Hindu is not even a real word 

The word Hindu is not even mentioned in the Rig Veda 

Its a derogatory term and nothing else 

The Hindus of the ganges just adopted the word recently 

Its like African Americans adopting the N word as a way to identify themselves 

That word never existed in history 

All maps from Herodotus to Ptmoley says that India which is the western version of hindu was east of the indus river, everything west was ariana and this is fact



Great Janjua said:


> Whatever I stated about the beginning of Hinduism is factually correct just because you are a proud sindhi Muslim and do not want to associate with hindus doesn't mean you can manipulate history it's simply not possible whether we like it or not Hinduism took birth in modern day upper sindh and parts of upper Punjab along the indus river and had held its territory for thousands of years to come until the partition of India when hindus moved out some converted to Islam and some moved to distant lands and some were invaded the simple the better.

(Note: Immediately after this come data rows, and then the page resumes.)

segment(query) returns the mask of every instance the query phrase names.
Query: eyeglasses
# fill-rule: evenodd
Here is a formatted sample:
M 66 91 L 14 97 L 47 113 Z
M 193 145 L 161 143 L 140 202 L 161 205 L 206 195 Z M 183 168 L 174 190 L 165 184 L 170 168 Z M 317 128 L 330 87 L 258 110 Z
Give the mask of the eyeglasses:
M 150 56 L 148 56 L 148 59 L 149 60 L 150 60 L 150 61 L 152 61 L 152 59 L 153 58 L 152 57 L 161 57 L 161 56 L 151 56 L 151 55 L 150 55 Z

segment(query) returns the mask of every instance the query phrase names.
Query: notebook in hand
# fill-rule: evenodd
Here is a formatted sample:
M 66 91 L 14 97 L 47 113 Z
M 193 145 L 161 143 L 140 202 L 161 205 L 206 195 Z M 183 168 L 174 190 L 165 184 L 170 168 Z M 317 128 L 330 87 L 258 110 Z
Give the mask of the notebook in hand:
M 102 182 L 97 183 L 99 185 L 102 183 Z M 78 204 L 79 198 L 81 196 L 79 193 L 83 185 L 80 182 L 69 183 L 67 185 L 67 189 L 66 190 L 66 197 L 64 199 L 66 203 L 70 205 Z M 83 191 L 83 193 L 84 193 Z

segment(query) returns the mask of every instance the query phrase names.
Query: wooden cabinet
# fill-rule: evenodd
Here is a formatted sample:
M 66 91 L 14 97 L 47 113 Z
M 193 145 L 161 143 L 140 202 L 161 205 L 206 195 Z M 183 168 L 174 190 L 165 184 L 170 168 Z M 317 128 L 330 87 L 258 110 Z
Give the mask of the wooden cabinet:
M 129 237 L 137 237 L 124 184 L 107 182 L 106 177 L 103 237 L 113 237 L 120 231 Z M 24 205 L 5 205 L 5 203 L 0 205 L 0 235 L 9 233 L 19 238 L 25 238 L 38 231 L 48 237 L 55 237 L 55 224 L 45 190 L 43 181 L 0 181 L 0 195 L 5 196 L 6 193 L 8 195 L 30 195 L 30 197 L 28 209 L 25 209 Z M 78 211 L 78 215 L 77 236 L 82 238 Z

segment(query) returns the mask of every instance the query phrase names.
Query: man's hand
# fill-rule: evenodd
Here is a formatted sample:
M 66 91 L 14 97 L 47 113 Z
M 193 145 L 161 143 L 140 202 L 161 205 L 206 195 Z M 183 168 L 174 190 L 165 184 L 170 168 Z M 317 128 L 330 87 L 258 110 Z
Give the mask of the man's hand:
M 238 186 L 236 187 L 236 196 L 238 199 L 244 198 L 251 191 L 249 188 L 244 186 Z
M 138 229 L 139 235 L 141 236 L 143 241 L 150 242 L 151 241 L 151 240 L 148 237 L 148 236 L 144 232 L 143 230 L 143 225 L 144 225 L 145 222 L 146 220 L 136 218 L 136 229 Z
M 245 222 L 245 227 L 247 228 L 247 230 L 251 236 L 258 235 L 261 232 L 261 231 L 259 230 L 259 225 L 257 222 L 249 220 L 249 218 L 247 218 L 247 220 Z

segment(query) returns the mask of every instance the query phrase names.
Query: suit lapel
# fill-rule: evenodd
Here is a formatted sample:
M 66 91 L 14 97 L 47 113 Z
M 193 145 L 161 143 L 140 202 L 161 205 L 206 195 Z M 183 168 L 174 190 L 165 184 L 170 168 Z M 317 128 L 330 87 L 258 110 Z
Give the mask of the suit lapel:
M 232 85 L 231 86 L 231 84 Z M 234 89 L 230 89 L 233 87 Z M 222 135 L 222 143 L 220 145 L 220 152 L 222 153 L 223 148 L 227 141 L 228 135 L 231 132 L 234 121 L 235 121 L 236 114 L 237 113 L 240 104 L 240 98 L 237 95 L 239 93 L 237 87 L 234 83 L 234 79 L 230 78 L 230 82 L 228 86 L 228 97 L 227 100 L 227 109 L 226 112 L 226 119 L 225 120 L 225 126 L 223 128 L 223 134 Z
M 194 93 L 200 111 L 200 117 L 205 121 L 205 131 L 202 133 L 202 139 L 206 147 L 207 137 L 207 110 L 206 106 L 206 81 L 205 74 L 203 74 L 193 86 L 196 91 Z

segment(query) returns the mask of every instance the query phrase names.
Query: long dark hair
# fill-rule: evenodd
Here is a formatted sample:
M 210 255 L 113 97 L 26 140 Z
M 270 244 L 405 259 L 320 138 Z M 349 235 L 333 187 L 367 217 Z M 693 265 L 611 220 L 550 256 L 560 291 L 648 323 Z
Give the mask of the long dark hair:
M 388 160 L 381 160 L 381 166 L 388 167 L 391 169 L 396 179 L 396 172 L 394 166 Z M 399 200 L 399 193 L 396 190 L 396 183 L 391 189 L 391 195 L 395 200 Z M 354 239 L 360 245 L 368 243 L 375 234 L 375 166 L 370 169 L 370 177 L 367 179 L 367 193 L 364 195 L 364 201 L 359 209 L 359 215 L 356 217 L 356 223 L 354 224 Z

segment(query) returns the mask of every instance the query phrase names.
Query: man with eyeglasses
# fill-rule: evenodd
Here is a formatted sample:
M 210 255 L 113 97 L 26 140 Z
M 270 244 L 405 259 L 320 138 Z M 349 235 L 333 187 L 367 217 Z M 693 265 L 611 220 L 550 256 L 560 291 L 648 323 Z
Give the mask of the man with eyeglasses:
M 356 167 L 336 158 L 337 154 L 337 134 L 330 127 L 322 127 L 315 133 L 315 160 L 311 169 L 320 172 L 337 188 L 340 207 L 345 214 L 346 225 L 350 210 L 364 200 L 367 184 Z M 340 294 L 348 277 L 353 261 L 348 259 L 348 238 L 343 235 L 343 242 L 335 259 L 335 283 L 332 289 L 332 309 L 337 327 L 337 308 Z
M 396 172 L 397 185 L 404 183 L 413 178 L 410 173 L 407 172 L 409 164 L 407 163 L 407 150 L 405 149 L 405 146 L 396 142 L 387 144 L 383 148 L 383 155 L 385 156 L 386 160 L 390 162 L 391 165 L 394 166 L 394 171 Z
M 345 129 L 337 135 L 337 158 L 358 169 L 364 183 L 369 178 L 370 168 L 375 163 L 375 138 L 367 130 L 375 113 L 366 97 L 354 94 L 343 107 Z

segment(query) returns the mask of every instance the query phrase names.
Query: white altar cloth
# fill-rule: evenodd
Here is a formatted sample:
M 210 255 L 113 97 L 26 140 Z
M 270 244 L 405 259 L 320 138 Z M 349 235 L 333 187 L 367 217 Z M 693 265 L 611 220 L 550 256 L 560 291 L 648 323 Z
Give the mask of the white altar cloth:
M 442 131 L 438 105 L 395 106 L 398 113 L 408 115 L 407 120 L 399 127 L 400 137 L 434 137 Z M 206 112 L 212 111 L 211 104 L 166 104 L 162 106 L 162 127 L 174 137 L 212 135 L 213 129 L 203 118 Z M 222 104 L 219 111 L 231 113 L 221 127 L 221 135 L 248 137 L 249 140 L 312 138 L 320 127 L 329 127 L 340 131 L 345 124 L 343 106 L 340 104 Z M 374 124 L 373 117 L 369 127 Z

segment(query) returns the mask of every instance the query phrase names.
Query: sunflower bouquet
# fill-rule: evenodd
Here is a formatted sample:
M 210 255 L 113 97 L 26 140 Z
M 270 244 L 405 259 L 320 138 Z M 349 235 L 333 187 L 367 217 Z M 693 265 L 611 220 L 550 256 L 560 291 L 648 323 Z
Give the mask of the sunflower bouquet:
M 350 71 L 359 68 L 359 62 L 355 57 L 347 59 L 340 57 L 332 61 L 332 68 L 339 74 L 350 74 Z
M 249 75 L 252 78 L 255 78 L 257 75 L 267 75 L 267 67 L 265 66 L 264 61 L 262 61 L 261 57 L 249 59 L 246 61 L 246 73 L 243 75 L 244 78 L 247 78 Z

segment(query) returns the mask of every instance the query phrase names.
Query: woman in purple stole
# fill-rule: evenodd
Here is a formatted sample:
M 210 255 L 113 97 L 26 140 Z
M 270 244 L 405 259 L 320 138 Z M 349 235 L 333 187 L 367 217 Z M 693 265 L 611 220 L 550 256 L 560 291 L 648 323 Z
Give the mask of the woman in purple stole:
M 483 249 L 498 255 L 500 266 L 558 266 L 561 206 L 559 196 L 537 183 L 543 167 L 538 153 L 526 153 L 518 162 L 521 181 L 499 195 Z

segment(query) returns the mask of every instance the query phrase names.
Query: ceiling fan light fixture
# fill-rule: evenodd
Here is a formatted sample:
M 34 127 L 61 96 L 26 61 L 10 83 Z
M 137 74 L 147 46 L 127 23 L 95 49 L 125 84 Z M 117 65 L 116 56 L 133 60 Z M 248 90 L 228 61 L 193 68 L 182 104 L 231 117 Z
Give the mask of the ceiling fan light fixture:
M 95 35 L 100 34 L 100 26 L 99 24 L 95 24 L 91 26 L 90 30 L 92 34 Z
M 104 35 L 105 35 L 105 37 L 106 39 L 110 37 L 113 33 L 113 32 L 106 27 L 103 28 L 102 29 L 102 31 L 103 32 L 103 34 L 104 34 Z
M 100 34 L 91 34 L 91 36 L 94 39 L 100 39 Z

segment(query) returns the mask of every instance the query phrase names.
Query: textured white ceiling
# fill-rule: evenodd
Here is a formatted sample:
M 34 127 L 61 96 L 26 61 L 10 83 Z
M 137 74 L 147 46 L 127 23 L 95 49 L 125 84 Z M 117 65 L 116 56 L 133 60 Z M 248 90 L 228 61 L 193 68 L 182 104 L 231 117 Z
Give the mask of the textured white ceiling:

The Persians did try to root out hindus under the achaemenoid dynasty but Allah knows what happened to them


This will always be the truth


----------



## Great Janjua

Sindhi(Indus) said:


> Lies
> 
> Bin Qasim said that 80% of the population was Buddhist
> 
> They even have Al Buddha written on map numbers in Persian geographer kitab of An Ishtkari
> 
> It wasn't by the sword at all, Raja Dhair was a Hindu brahmin tyrant from the south trying to force Sindhi Buddhist or else he would cut the tongues off of them. The Lohana and Jat people were not allowed to even have saddles as they were trying to fight Raja Dhair, the Balochis were also fighting the guy. Bin Qasim had a lot of support from the locals at the time. Raja Dhair was probably a descendant of Indra from the Vedic period. Even Zooraster of Persia said that the Vedic period was a brahmin rapist period
> 
> Indra was a man not a statue at all polytheist ganges hinduism started in the ganges and went northward
> 
> Then Mleccha races poured in(Scythians) and heavily mixed with the Sindhi population and thrashed the descendant of Vedic indras away that ganges brahmins said that Sindh and parts of Punjab are not pure vedic but are not Mleccha zones. This was the birth of Pakistan in reality. These Mlecchas or barbarians started the whole zone of Sakadwipa, the Greeks said that so many Saka invaders poured into northern south asia that they changed the genetic make up of the place
> 
> However Greeks forgot to mention that the Vedic people were invaders also
> 
> The original Indus people were nonviolent bodhi tree and river people
> 
> The Saka Mleccha zones meant that these destructive races killed and raped every brahmin and bania vedic person
> 
> This was the birth of Pakistan and most of the Pakistanis don't know this
> 
> I'm just talking about the Indus people here


What are you on about raja dhair was invaded because he stole goods from ships that were sent as gifts to the ummayd calphiate the main reason. also he never persecuted the local tribes it was his predecessors Muhammed bin qasim took the advantage of the crimes committed by his predecessors and launched propaganda against raja dhair this was the downfall of the last Hindu raja of sindh the Muslims later on did commit even worse crimes than raja dhairs predecessors I don't know why you are bringing this foolish history back up again raja dhair was open minded humble person he allowed parsis and people off other religion to coexist side by side peacefully


----------



## Sindhi(Indus)

Great Janjua said:


> What are you on about raja dhair was invaded because he stole goods from ships that were sent as gifts to the ummayd calphiate the main reason. also he never persecuted the local tribes it was his predecessors Muhammed bin qasim took the advantage of the crimes committed by his predecessors and launched propaganda against raja dhair this was the downfall of the last Hindu raja of sindh the Muslims later on did commit even worse crimes than raja dhairs predecessors I don't know why you are bringing this foolish history back up again raja dhair was open minded humble person he allowed parsis and people off other religion to coexist side by side peacefully


You were speaking of the Persian empire right?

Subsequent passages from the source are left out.